Di un sogno di litigio non sopravvive quasi mai il litigio. Ci si sveglia sicuri di essere stati furiosi e sicuri con chi, poi si scopre di non saper ricostruire una sola frase, e la tradizione legge quel calore residuo invece delle parole: una lite sognata viene presa per un attrito che non è ancora stato detto ad alta voce. Una seconda lettura, più antica, tratta l'avversario come sostituto di qualcosa che sta dentro chi sogna, e spiega perché litigare con uno sconosciuto senza volto sia un racconto tanto frequente.
È il dettaglio che si chiede per primo. Una lite sognata con il partner si legge accanto allo stato del rapporto e non come referto su di esso, e moltissime persone si svegliano arrabbiate con qualcuno che non ha fatto assolutamente nulla. Litigare con un genitore viene collegato per tradizione a un'autorità antica più che al genitore di oggi. Litigare con un capo o con un insegnante si intende come una pressione a cui è stato messo un volto. E l'avversario i cui tratti non si definiscono mai è la variante presa più spesso per un litigio con se stessi. Va aggiunto che chi viene da una casa dove si alzava la voce ogni giorno non sente questa scena come chi viene da una casa silenziosa.

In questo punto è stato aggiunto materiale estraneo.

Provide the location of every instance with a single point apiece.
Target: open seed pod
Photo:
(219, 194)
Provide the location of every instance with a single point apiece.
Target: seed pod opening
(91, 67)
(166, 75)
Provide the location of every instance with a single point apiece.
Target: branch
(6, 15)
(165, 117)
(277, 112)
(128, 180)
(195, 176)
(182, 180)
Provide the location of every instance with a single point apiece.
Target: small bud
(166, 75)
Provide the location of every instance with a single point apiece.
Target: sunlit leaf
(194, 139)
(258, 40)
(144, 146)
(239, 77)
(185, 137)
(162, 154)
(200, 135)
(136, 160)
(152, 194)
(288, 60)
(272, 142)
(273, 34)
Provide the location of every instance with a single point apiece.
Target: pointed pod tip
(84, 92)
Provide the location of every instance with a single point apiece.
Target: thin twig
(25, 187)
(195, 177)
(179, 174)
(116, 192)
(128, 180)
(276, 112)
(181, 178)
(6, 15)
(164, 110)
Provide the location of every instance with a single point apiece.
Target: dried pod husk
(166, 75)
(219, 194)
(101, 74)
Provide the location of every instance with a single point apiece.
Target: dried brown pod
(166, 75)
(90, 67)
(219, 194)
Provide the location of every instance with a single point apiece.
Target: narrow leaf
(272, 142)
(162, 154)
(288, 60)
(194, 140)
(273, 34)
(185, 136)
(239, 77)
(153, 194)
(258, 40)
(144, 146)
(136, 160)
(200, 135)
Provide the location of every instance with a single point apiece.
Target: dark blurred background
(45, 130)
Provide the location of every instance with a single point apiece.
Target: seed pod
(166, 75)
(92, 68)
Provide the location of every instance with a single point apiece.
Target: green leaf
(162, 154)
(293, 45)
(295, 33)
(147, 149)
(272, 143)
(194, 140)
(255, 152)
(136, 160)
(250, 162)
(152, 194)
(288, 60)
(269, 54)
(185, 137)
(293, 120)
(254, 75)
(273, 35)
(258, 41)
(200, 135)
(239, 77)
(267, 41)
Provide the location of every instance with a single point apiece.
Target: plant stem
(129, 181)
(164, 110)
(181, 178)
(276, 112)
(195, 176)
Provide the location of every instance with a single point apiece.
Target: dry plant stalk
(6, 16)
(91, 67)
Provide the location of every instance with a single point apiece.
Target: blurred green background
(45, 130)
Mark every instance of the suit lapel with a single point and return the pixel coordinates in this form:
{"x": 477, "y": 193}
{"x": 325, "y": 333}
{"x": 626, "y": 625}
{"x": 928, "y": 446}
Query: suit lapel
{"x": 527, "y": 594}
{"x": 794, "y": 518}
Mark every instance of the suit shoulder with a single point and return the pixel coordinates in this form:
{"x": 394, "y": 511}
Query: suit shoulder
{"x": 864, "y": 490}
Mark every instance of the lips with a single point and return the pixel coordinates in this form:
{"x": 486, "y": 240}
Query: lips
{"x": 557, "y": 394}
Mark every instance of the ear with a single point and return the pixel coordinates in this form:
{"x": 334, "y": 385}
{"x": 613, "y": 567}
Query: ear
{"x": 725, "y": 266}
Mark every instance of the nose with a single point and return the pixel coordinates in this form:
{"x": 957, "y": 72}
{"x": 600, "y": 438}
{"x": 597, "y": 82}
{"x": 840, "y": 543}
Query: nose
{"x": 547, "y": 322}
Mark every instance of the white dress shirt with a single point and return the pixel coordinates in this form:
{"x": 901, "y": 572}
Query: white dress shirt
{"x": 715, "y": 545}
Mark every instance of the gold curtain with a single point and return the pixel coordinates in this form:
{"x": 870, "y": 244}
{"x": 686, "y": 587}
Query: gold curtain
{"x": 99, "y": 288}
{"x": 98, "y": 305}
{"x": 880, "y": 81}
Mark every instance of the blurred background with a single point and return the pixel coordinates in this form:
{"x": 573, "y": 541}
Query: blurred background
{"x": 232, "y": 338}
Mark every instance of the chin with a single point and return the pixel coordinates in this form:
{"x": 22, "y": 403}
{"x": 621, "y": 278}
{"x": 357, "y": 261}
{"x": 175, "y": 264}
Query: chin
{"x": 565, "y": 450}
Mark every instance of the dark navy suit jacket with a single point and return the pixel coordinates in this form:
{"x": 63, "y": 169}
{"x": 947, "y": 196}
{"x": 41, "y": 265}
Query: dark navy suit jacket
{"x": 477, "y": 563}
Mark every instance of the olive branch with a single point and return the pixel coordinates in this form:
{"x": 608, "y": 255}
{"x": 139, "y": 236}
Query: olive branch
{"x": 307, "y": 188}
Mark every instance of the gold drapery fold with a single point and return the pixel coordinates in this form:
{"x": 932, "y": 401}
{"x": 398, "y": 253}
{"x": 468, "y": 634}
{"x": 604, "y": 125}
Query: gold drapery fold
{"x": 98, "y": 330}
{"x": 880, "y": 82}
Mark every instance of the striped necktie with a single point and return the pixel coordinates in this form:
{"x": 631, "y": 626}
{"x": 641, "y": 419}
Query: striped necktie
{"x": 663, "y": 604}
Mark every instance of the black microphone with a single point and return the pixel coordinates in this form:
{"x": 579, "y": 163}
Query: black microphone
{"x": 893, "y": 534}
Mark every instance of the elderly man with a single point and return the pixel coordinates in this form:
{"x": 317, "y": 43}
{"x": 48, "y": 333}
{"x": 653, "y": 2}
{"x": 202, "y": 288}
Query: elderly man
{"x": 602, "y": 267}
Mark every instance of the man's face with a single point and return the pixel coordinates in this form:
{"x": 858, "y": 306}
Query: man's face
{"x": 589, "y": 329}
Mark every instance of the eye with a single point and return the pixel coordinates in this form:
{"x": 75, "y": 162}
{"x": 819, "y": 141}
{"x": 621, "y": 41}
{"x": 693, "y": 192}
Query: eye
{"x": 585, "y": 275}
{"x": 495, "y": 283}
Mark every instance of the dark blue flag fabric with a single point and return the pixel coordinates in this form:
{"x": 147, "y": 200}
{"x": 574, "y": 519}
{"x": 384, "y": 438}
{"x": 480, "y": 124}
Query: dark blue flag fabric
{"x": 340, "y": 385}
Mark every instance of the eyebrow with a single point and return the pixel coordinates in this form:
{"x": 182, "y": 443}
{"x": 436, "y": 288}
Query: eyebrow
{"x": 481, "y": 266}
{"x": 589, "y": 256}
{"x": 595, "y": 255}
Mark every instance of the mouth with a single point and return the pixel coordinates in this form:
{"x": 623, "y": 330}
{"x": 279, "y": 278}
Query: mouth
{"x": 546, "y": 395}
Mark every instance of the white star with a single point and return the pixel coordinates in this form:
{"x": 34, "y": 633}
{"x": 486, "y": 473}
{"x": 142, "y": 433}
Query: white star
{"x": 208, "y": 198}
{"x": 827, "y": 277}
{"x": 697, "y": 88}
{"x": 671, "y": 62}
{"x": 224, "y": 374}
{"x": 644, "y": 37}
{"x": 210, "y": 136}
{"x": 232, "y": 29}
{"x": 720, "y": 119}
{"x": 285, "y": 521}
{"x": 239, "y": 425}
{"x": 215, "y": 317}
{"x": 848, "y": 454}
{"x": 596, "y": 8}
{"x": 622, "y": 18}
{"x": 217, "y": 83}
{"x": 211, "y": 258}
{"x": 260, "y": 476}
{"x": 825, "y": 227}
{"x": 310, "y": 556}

L'esito conta meno, per quasi tutti gli interpreti, del riuscire a farsi sentire. Essere zittiti, oppure aprire bocca e non produrre alcun suono, sta fra le forme raccontate più spesso e appartiene agli altri sogni di impotenza. Vincere nettamente è raro e viene di solito trattato come prova generale: una conversazione che stai scrivendo da tempo nella vita da sveglio senza averla mai fatta.
Qui serve prudenza, perché la sensazione può durare ore e si scrolla di dosso con fatica. Quel residuo è un fatto della tua notte e non una prova che riguardi l'altra persona, e non dice niente su quello che ha fatto. Quello che il sogno può indicare è una conversazione rimandata. La tua storia con quella persona precisa disegna la scena molto più di qualsiasi lettura generale del litigio, e quella storia la conosci soltanto tu.